The following is the original and the rewrite can be found by clicking here.
I was recently rummaging around my makeshift office* and came across a very neat stack of papers held together with a large paperclip; on further inspection I just started to smile. It was one of those smiles that come with grand memories, special moments, and one’s refection on personal growth.
This stack of paper span about five years and in its totality could be called a “Sales Team Development Program”; it represented the iterative events that started with a dramatic expansion of an Inside Sales Team, included the development of an inside sales training program, and finished with the creation of a development program that included the hiring, training and strategic deployment of outside sales representatives. It contained the original “pitch slide”, detailed sales reports, an overview of the development program, people metrics, insight into managing the Y Generation, performance dashboards, “hits & misses”, recommendation slides, and a picture of the original inside sales team.

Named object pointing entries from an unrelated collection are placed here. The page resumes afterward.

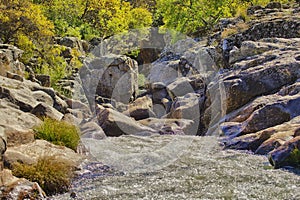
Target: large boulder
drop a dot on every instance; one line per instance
(169, 126)
(114, 123)
(264, 141)
(12, 187)
(189, 107)
(262, 113)
(286, 155)
(141, 108)
(43, 110)
(11, 116)
(259, 75)
(110, 76)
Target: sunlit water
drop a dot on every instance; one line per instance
(178, 167)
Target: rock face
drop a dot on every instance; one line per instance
(18, 188)
(141, 108)
(261, 86)
(116, 124)
(110, 76)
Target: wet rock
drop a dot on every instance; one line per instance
(18, 188)
(251, 48)
(43, 97)
(92, 130)
(264, 141)
(164, 71)
(17, 94)
(141, 108)
(158, 91)
(71, 42)
(110, 76)
(273, 5)
(262, 113)
(43, 110)
(251, 10)
(11, 116)
(169, 126)
(188, 107)
(114, 123)
(180, 87)
(242, 85)
(286, 155)
(43, 79)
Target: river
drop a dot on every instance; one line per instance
(178, 167)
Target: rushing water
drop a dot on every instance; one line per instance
(178, 167)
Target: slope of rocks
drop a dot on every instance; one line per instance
(243, 86)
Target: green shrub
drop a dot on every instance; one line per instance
(59, 133)
(53, 175)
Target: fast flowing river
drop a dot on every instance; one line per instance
(178, 167)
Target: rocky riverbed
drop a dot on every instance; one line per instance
(239, 88)
(158, 167)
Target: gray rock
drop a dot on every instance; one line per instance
(92, 130)
(188, 107)
(286, 155)
(257, 77)
(19, 188)
(43, 79)
(43, 97)
(141, 108)
(266, 140)
(114, 123)
(169, 126)
(110, 76)
(13, 117)
(9, 62)
(43, 110)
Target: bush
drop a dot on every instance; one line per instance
(59, 133)
(53, 175)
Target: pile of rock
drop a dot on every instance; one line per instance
(262, 85)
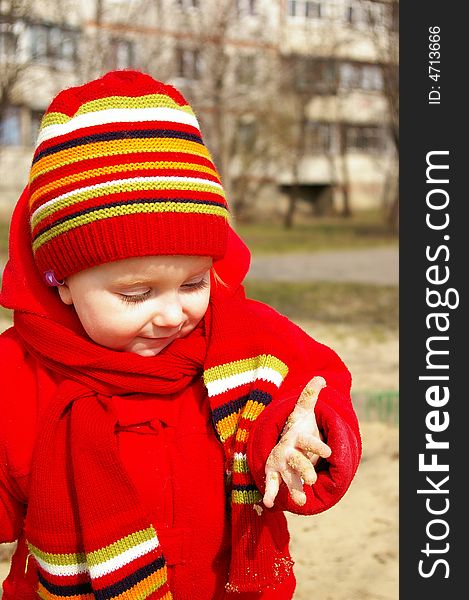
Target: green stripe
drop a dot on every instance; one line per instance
(241, 366)
(132, 186)
(98, 556)
(245, 497)
(148, 101)
(128, 209)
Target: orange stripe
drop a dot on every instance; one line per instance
(148, 585)
(118, 147)
(76, 177)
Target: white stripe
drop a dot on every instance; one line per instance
(128, 180)
(117, 115)
(239, 456)
(228, 383)
(108, 566)
(126, 557)
(62, 570)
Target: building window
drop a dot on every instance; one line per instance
(304, 8)
(188, 64)
(35, 124)
(246, 134)
(315, 76)
(185, 4)
(365, 138)
(246, 7)
(246, 69)
(356, 76)
(362, 14)
(10, 126)
(121, 54)
(318, 138)
(372, 78)
(8, 40)
(54, 43)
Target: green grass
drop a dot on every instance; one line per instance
(360, 304)
(364, 230)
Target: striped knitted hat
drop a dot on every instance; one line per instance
(120, 170)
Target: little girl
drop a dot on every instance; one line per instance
(155, 422)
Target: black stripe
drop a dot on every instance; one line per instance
(118, 135)
(124, 203)
(234, 405)
(128, 582)
(228, 409)
(106, 593)
(250, 487)
(65, 590)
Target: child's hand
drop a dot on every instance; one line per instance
(298, 449)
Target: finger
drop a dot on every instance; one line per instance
(310, 443)
(295, 486)
(310, 393)
(313, 458)
(272, 486)
(302, 466)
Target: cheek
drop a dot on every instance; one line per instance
(107, 323)
(196, 307)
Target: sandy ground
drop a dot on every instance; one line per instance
(350, 552)
(381, 266)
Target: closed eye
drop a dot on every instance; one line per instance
(135, 298)
(195, 286)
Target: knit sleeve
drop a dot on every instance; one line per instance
(335, 416)
(12, 482)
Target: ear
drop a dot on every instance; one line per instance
(65, 294)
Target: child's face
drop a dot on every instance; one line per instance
(141, 304)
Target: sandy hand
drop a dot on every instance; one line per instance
(298, 450)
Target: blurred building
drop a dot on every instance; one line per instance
(297, 99)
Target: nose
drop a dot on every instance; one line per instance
(169, 313)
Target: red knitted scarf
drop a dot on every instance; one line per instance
(86, 529)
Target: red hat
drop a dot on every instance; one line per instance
(120, 170)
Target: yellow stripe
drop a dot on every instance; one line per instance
(148, 101)
(242, 435)
(128, 167)
(247, 364)
(227, 426)
(128, 209)
(98, 556)
(245, 497)
(131, 186)
(116, 148)
(240, 465)
(252, 410)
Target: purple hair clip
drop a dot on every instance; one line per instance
(51, 279)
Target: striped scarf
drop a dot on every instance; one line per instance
(88, 534)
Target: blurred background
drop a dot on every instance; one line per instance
(298, 104)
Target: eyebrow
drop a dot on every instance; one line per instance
(128, 282)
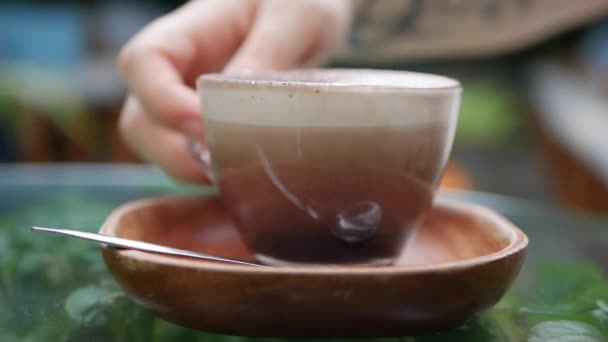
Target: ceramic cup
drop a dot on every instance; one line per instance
(328, 166)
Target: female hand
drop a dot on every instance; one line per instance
(161, 64)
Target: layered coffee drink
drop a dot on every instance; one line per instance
(336, 167)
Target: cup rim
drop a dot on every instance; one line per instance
(335, 79)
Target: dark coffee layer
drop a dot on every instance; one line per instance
(327, 195)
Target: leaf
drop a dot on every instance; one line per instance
(564, 331)
(566, 288)
(89, 305)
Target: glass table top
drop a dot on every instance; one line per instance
(57, 289)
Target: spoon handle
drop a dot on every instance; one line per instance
(138, 245)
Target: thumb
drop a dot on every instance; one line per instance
(292, 34)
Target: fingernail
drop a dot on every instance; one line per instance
(239, 70)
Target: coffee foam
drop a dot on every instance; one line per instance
(330, 97)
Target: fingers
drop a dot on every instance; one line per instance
(288, 34)
(159, 145)
(161, 63)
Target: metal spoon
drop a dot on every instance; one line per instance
(139, 245)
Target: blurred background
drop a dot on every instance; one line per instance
(533, 124)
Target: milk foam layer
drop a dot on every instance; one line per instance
(330, 98)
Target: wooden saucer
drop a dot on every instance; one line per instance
(459, 263)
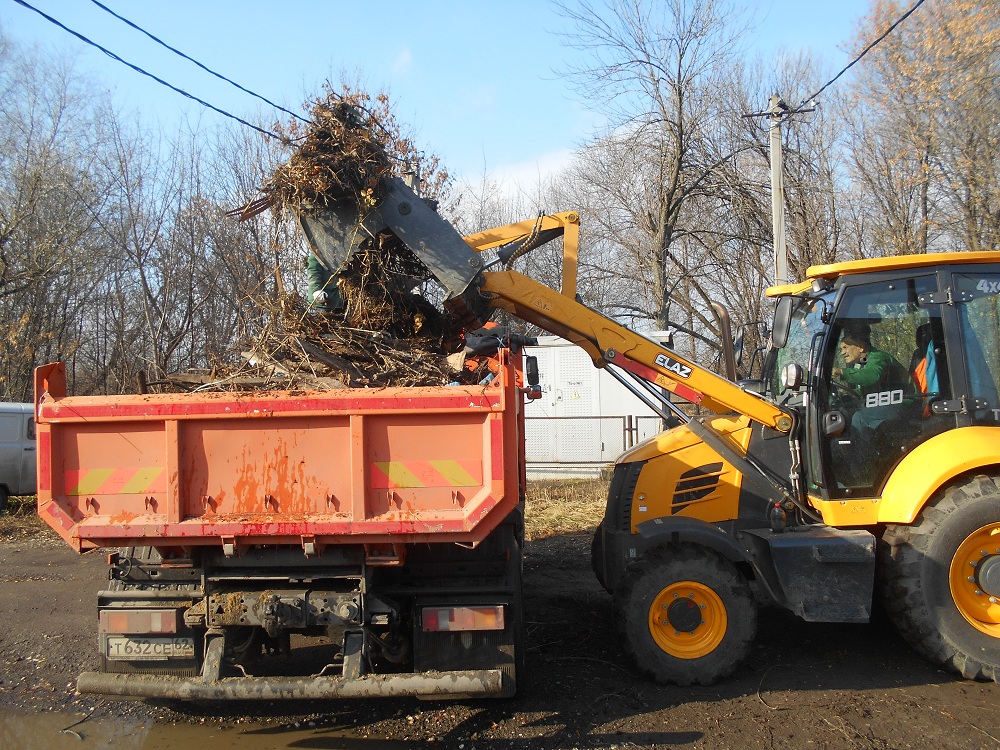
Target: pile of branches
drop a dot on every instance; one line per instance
(340, 159)
(301, 351)
(386, 334)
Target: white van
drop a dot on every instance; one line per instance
(17, 451)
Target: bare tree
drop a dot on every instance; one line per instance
(659, 71)
(926, 143)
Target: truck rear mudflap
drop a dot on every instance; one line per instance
(451, 685)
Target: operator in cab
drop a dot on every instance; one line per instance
(875, 380)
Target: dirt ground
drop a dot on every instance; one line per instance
(805, 685)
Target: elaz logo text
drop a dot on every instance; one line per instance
(674, 366)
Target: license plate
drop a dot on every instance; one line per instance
(120, 648)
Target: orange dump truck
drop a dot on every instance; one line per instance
(349, 543)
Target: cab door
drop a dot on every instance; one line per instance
(866, 420)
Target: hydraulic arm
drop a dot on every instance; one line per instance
(604, 340)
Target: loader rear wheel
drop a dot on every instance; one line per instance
(940, 579)
(688, 616)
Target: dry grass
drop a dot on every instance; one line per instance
(21, 521)
(564, 506)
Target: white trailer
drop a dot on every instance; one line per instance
(585, 418)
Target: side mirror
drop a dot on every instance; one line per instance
(782, 322)
(531, 370)
(792, 376)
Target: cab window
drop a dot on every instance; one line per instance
(979, 323)
(884, 366)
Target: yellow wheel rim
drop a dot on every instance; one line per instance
(977, 606)
(688, 620)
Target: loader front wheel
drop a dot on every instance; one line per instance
(688, 616)
(940, 579)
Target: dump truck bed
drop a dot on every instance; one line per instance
(380, 467)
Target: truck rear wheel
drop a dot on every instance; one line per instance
(688, 616)
(940, 579)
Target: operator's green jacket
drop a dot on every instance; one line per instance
(320, 278)
(880, 372)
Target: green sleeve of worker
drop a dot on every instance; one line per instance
(321, 279)
(877, 364)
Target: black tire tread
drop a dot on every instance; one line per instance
(708, 567)
(900, 559)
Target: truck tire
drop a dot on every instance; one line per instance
(940, 578)
(688, 616)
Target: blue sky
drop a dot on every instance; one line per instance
(475, 79)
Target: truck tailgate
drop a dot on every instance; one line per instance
(358, 466)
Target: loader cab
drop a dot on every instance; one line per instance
(890, 359)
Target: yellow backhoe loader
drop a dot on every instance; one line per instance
(818, 487)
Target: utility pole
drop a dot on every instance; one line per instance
(777, 110)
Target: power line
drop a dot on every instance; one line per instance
(137, 69)
(864, 52)
(191, 59)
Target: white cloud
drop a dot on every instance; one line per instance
(528, 174)
(403, 62)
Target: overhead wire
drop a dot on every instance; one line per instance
(371, 115)
(203, 67)
(864, 52)
(146, 73)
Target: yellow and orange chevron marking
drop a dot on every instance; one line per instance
(446, 473)
(116, 481)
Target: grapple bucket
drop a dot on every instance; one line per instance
(337, 233)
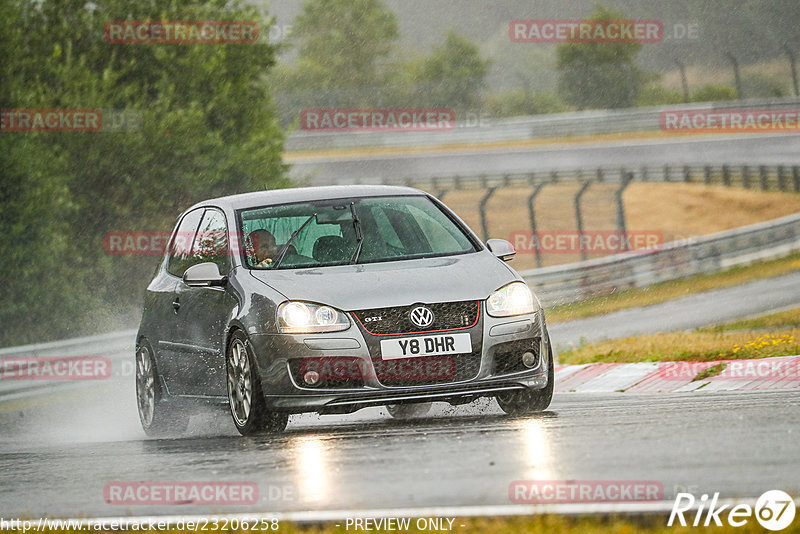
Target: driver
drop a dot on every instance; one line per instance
(264, 247)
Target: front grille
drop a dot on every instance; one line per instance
(508, 356)
(427, 370)
(447, 316)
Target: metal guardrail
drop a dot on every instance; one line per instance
(558, 284)
(563, 284)
(572, 124)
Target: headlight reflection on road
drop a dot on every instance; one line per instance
(539, 460)
(311, 468)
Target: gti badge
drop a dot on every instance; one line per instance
(421, 316)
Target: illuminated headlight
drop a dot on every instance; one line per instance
(514, 299)
(306, 318)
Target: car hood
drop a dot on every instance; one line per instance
(399, 283)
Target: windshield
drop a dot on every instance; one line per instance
(363, 230)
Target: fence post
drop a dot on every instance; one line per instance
(627, 178)
(579, 215)
(532, 217)
(482, 209)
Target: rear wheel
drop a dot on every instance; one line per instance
(408, 411)
(248, 408)
(158, 418)
(529, 401)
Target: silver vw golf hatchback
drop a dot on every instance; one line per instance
(332, 299)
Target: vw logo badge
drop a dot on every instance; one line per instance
(421, 316)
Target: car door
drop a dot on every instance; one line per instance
(204, 313)
(162, 296)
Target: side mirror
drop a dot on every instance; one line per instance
(502, 249)
(204, 275)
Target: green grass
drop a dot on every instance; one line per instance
(673, 289)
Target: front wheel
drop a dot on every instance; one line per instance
(157, 417)
(248, 408)
(529, 401)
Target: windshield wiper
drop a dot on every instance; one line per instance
(359, 234)
(285, 248)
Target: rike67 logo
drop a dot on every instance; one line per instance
(774, 510)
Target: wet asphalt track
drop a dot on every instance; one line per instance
(741, 149)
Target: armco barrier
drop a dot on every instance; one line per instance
(562, 284)
(572, 124)
(554, 285)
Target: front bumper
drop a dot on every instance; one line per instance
(497, 346)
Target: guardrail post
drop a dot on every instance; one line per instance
(796, 177)
(532, 217)
(482, 209)
(622, 228)
(579, 215)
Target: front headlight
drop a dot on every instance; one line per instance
(514, 299)
(305, 318)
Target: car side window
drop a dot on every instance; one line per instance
(211, 242)
(180, 248)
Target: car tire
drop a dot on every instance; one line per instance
(158, 417)
(408, 411)
(529, 401)
(245, 397)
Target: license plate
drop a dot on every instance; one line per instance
(412, 347)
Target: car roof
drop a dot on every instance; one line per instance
(305, 194)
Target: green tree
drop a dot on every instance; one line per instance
(206, 127)
(599, 75)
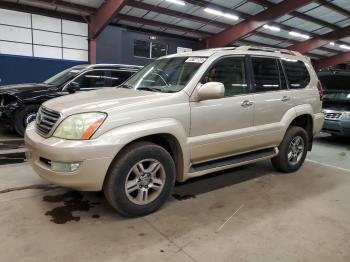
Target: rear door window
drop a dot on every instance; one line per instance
(92, 79)
(231, 71)
(118, 77)
(266, 74)
(297, 73)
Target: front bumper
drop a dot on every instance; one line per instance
(337, 127)
(94, 156)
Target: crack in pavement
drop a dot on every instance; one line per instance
(37, 186)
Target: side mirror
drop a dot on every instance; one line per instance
(211, 90)
(73, 87)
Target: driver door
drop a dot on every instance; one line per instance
(222, 127)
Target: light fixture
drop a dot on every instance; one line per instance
(272, 28)
(345, 47)
(296, 34)
(219, 13)
(177, 2)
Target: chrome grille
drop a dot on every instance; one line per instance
(45, 120)
(332, 115)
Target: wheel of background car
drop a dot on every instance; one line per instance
(140, 180)
(292, 150)
(23, 117)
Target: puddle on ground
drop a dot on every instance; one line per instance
(73, 201)
(11, 144)
(12, 158)
(183, 197)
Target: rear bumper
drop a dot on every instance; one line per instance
(94, 156)
(339, 127)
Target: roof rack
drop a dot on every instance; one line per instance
(268, 49)
(223, 48)
(120, 65)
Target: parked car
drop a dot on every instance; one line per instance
(20, 103)
(180, 117)
(336, 105)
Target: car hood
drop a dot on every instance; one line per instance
(103, 100)
(20, 89)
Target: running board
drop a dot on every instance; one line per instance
(232, 161)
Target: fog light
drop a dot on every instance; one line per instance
(64, 167)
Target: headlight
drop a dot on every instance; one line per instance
(346, 115)
(80, 126)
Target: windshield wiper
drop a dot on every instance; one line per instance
(153, 89)
(124, 86)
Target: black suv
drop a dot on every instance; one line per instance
(20, 103)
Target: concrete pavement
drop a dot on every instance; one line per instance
(282, 217)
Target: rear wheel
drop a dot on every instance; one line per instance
(292, 150)
(24, 117)
(141, 180)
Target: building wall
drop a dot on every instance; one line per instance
(34, 47)
(26, 69)
(116, 45)
(34, 35)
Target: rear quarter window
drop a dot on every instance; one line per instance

It was the time capsule from a very exciting time.
As you would expect, there were ample revenue metrics... revenue to plan, revenue growth, revenue by person, etcetera (there are many ways to look at revenue data it seems), but what also struck me was the amount of information and thinking we had regarding people, their development, and culture - I have always believed “people are everything" but can't help wonder if my beliefs shaped the documents or vice versa... I suspect a little of both.
Armed upfront with the competencies needed to be successful in the role, I would hire and on-board people who showed abilities to develop into those competencies, were effective communicators, would fit into the culture (team), and had the potential to be promoted (exported) into advanced roles. An effective hire was important.
As important as an effective hire was, development of that hire was imperative.
Development is the socialization of behaviours and competencies that leads to a highly skilled team, higher productivity, low unwanted turnover and a culture of excellence. Each team member is taken through an iterative process of Assessment / Planning / Implementation and Rhythm to develop competency and behaviour; a positive impact would be seen as the momentum of competency success increased, not only with the individual but the overall team. I should point out when I say positive impact I'm specifically referring to revenue growth and over plan performance.
Some of the competencies evolved over the years, such as SPIN selling changing to PSS or calling out Revenue Plan Achievement in a clearer fashion (in the beginning it was part of Accelerating/Closing) but I never changed the framework for developing successful sales teams. It just seemed to work.
I get that people development is time consuming and can get in the way of "hitting the number" or the rigor of those weekly deep dive forecasting calls with finance, but as my time capsule has reminded me, a well developed team can make "hitting the number" much, much easier.
* It seems my office is now wherever my laptop is but I still have a designated area for my printer and important files. As a note to myself, I should look through those files to see if they really are that important.